Verona · 02 Settembre 2026

Legge sul fine vita in Veneto: approvazione a Palazzo Ferro Fini e il voto dei consiglieri veronesi

Il Consiglio regionale approva il provvedimento il 2 settembre 2026 con 32 sì, 14 no e 5 astensioni; voto trasversale e differenze all'interno di Lega e Forza Italia

Legge sul fine vita in Veneto: approvazione a Palazzo Ferro Fini e il voto dei consiglieri veronesi

Il Consiglio regionale del Veneto ha approvato la legge sul fine vita il 2 settembre 2026, al termine di due giornate di confronto a Palazzo Ferro Fini. Il testo, originato dall’iniziativa popolare “Liberi subito” promossa dall’associazione Luca Coscioni e profondamente modificato durante l’iter, è passato con 32 voti favorevoli, 14 contrari e 5 astensioni.

Il voto è risultato trasversale, interessando sia gruppi di maggioranza sia di opposizione, e ha messo in luce differenze di posizionamento soprattutto all’interno di Lega e Forza Italia. Hanno votato a favore Partito Democratico, Avs, Movimento 5 Stelle e Civiche Venete; contrari Fratelli d’Italia, Stefano Valdegamberi e Resistere Veneto. Per Lega e Forza Italia è stata prevista la libertà di coscienza per i consiglieri.

Tra i consiglieri veronesi, hanno votato a favore Matteo Pressi (Lista Stefani/Lega), Gianpaolo Trevisi (Pd), Anna Maria Bigon (Pd) ed Elisa De Berti (Lega). Hanno votato contro Filippo Rigo (Lega), Stefano Valdegamberi (Futuro Nazionale), Claudia Barbera (Fratelli d’Italia) e Anna Leso (Fratelli d’Italia–Verona Domani). Si è astenuto Alberto Bozza (Forza Italia).

Il testo approvato introduce alcune novità rispetto alla proposta di iniziativa popolare: prevede un parere rafforzato del medico palliativista nella commissione chiamata a valutare le richieste di suicidio medicalmente assistito, l’istituzione di un Comitato Bioetico Regionale, la priorità nell’accesso alle cure palliative e l’obbligo di informare il paziente della possibilità di accedervi prima di procedere con eventuali richieste.
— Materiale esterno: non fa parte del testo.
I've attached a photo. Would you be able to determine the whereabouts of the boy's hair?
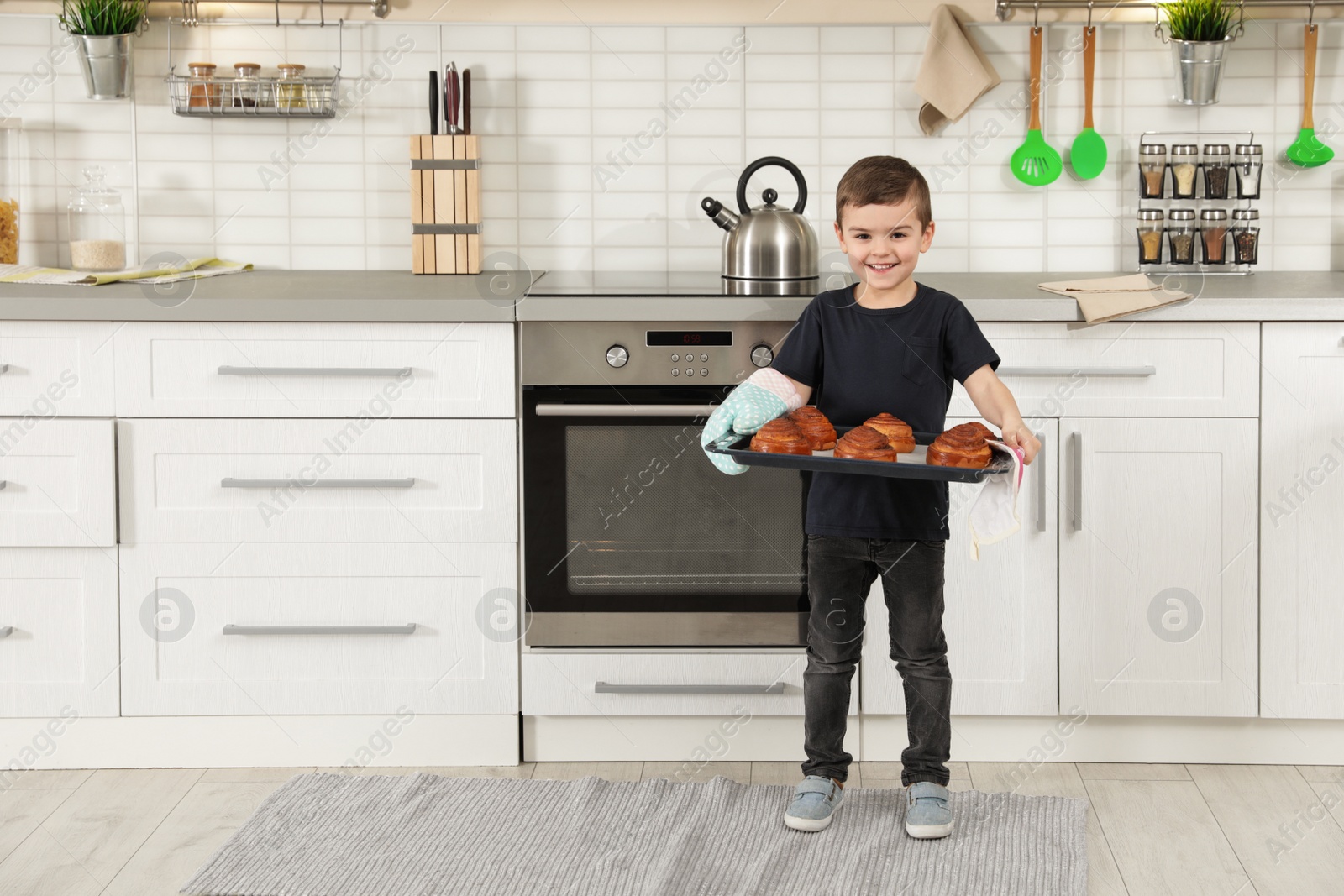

Il presidente del Consiglio regionale Luca Zaia ha difeso il provvedimento, richiamando la necessità di garantire tempi certi ai malati. Anche il presidente della Regione Alberto Stefani ha espresso sostegno al testo, sottolineando il lavoro sugli emendamenti e l’orientamento al principio del “favor vitae”. "Nulla è più importante della dignità della vita umana – ha detto Stefani – che va tutelata sempre e con tutti i mezzi necessari. Per questo, in accordo con tutte le forze di maggioranza, ho lavorato alla stesura e successiva approvazione di una serie di emendamenti che modificano sostanzialmente il testo della legge di iniziativa popolare nel senso del favor vitae e permetteranno di approvarla, nel quadro delle sentenze della Corte Costituzionale su questo tema, che sono già in vigore".